Die Suche nach Projekten der freien Szene, die vom Grundkonzept her eigentlich in jeder Saison Projekte am Haus machen sollte, gestalte sich dabei überraschend schwierig. "Außer Walter Kobera will eigentlich niemand hier spielen", bedauerte Geyer. Deshalb realisiert Kobera mit seiner Neuen Oper Wien erneut eine Produktion in der Kammeroper (Schostakowitschs "Die Nase"). Ein Problem sei die geforderte lange Vorplanung, die von den meisten freien Gruppen nicht zu leisten sei. Das zweite Hindernis sei die Guckkastenbühne, die bei wenigen aus der Szene auf Interesse stoße, die lieber ungewohnte Orte bespielten.
Deshalb findet sich mit Joseph Haydns "Orlando Paladino" der Ad libitum Konzertwerkstatt/Projekt Purpur erstmals ein Gastspiel am Haus. Dieses System werde man allerdings nicht ausweiten, unterstrich Geyer: "Ich habe kein Interesse, das Haus zum Gastspielhaus zu machen." Da aber alle Mitglieder des Jungen Ensembles (JET) im Theater an der Wien in der "Poppea" verpflichtet sind, habe sich eine mögliche Lücke ergeben. "Es gibt eine intensive künstlerische Vervollständigung zwischen den zwei Häusern", freute sich Geyer.
Ein Hauptaugenmerk liegt dabei aber naturgemäß auf den Eigenproduktionen mit dem JET. Mit Tommaso Traettas "Antigone" blickt man im November auf die Reformoper an der Schnittstelle zwischen Barock und Klassik zurück. Im März folgt Georges Bizets "Carmen" in einem Arrangement von Tscho Theissing für Akkordeon, Violine und Kontrabass. "Wir haben uns gedacht, dass in der Kammeroper vielleicht ein intimerer Blick auf das Werk möglich ist als an den großen Häusern", so deren künstlerischer Leiter Sebastian Schwarz: "Es soll eine Art Jazzversion der 'Carmen' werden."

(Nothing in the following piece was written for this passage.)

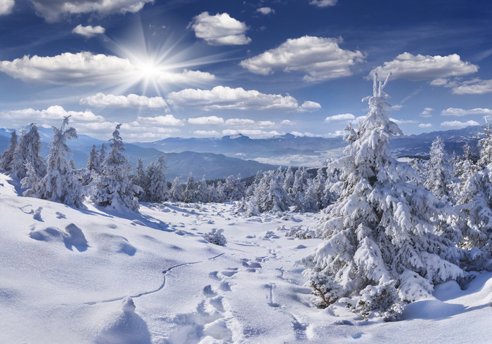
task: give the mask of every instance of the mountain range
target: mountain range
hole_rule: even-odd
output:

Den Abschluss bildet im Mai Humperdincks "Hänsel und Gretel", wofür erneut Christiane Lutz nach ihrer fulminanten "Rinaldo"-Inszenierung ans Haus zurückkehrt. Sie werde die sozialkritischen Aspekte herausarbeiten, versprach Schwarz: "Ich glaube, dass dieses Werk erwachsenentauglich ist." Auch hier gibt es eine Redimensionierung auf 13 Instrumente inklusive Hackbrett. Hinzu kommen in der Saison noch die traditionellen Porträtkonzerte der Ensemblemitglieder, Schulvorstellungen und das Silvesterkonzert "The Flying Schnörtzenbrekkers".
Das JET verstehe sich dabei nicht als Opernschule, unterstrich Schwarz. Man suche keine Studenten, sondern Sänger, die bereits zwei Schritte weiter seien: "Ich wünsche mir eigentlich Sänger, die schon einmal von einem Dirigenten zusammengeschrien wurden." Denn notwendig seien Künstler, die bereits Überlebensstrategien entwickelt hätten. Zugleich geht das JET mit der "Semiramide" und dem "Rinaldo" selbst auf Tournee zu den Händel-Festspielen in Halle respektive ans Bolschoi.
Mit den Zahlen zeigte sich Geschäftsführerin Renate Futterknecht zufrieden: 91 Prozent Auslastung in der laufenden Saison und 620 Abonnements. Für die kommende Saison werden nun 13.000 Karten aufgelegt, wobei die Preise gleich bleiben. Klar ist derzeit, dass jene, die bis September Karten für kommendes Jahr kaufen, noch die Mehrwertsteuer in Höhe von 10 Prozent zahlen. Intendant Geyer zeigte sich dabei mit der Steueranhebung wenig glücklich: "Ich teile nicht die Meinung, dass wir froh sein sollten, dass es 'nur' 13 statt 20 Prozent geworden sind."